Chapter 13 bankruptcy may provide less direct relief than Chapter 7 bankruptcy, but it also impacts your credit health for a shorter period of time. A Chapter 13 bankruptcy will appear on your credit report for up to seven years, while a Chapter 7 remains there for 10 years.
To qualify for Chapter 13 bankruptcy, you must prove that you have the means to keep up with monthly payments. You may also be required to complete a credit counseling course approved by the U.S. Trustee Program of the U.S. Department of Justice.
Before you consider filing for bankruptcy
Experts suggest working with a reputable credit counseling agency that can help you set up a budget, learn money management skills and create a debt management plan. Remember that bankruptcy carries significant long-term credit penalties and can make getting loans in the future very difficult. Also, most experts advise to talk to a bankruptcy lawyer if you decide to pursue filing for bankruptcy.

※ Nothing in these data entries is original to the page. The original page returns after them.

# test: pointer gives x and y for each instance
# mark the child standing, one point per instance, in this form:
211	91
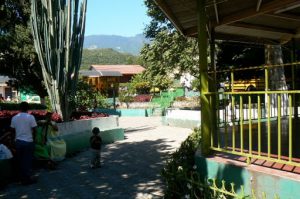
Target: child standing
96	143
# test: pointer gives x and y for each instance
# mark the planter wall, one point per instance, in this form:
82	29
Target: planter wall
104	123
77	133
127	112
182	118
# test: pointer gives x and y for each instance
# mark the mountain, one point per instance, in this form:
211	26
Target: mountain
131	45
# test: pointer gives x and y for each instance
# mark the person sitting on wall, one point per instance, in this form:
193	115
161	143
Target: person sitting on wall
23	126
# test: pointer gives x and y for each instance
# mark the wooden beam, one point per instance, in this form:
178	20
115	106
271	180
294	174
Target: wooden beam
261	27
251	12
284	16
170	15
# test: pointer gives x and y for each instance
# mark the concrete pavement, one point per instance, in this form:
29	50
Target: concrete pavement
131	168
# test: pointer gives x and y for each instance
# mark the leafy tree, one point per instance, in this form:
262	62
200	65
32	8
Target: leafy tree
170	52
106	56
87	97
17	55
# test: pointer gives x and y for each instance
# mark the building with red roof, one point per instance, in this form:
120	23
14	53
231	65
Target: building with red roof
106	78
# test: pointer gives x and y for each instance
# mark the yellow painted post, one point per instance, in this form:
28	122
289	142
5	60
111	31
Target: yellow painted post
232	80
250	123
259	124
290	129
269	125
266	79
241	124
226	127
279	125
205	106
233	121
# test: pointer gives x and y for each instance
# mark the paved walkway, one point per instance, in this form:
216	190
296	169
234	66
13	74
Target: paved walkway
131	168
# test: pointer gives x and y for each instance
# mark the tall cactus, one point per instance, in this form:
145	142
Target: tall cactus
58	30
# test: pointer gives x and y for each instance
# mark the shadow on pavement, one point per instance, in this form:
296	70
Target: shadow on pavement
129	170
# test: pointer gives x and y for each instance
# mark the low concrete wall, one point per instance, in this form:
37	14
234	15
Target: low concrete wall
127	112
104	123
76	134
261	179
182	118
79	141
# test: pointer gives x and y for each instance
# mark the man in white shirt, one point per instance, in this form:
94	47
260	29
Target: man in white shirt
24	127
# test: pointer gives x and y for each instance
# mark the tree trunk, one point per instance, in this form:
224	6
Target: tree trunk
277	80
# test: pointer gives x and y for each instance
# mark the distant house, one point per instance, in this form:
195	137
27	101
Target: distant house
6	91
106	78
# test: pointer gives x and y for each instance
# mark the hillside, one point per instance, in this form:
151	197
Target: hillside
106	56
122	44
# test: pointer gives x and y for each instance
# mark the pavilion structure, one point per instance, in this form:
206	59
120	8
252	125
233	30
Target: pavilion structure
264	22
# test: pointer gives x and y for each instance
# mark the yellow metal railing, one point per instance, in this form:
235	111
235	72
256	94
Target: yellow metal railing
258	124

Part of understanding bankruptcy is knowing that it definitely affects your credit and future ability to use loans.
How much does it cost to file for bankruptcy?
The bankruptcy process is not free. Depending on your situation and the type of bankruptcy you’re looking to file, the cost can vary from hundreds to thousands of dollars.

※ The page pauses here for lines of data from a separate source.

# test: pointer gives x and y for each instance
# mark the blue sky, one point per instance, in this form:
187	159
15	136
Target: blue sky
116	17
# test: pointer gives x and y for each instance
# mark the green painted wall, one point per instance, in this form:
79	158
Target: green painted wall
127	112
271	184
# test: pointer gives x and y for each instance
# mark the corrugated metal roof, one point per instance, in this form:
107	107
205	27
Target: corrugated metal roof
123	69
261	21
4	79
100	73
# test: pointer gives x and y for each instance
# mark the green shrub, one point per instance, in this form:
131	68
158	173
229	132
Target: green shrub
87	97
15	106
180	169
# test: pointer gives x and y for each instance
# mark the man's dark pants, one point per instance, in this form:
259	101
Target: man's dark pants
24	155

Between filing and attorney fees, Chapter 7 bankruptcies can cost anywhere between $1,000 and $1,800. Chapter 13 fees are likely to be higher, ranging from $2,500 to $6,000.
If you cannot afford to file bankruptcy, free and low-cost legal aid options are available.
Additionally, Chapter 7 applicants who can’t afford filing fees can typically apply for a fee waiver. The bankruptcy court will then determine whether to waive the filing fees completely or allow you to pay in installments.
On the other hand, Chapter 13 bankruptcy filers are generally not granted fee waivers. The court may reason that anyone who cannot afford the application also won’t be able to make the debt payments required of a Chapter 13 bankruptcy.
What happens after you file for bankruptcy?
Once you’ve filed for bankruptcy, the process varies depending on the outcome of your case and the type of bankruptcy you filed. If your filing was successful, you may receive loan forgiveness or be given access to a repayment plan that can help you get back on track with your creditors. If you are denied for some reason, you may remain liable for your debts.
Also, remember that a bankruptcy will stay on your credit report for a significant period of time. Chapter 7 bankruptcies generally stay on your credit report for 10 years while Chapter 13 bankruptcies generally stay on your credit report for 7 years. During this time, you may find it more difficult to qualify for new credit accounts.
Bankruptcy can offer much-needed relief from debt, but there are consequences and it’s not a decision to be made lightly. As you emerge on the other side of a bankruptcy, it’s important to review your financial situation and keep careful track of your spending habits and any remaining loans, so that you can give yourself the best fresh start possible.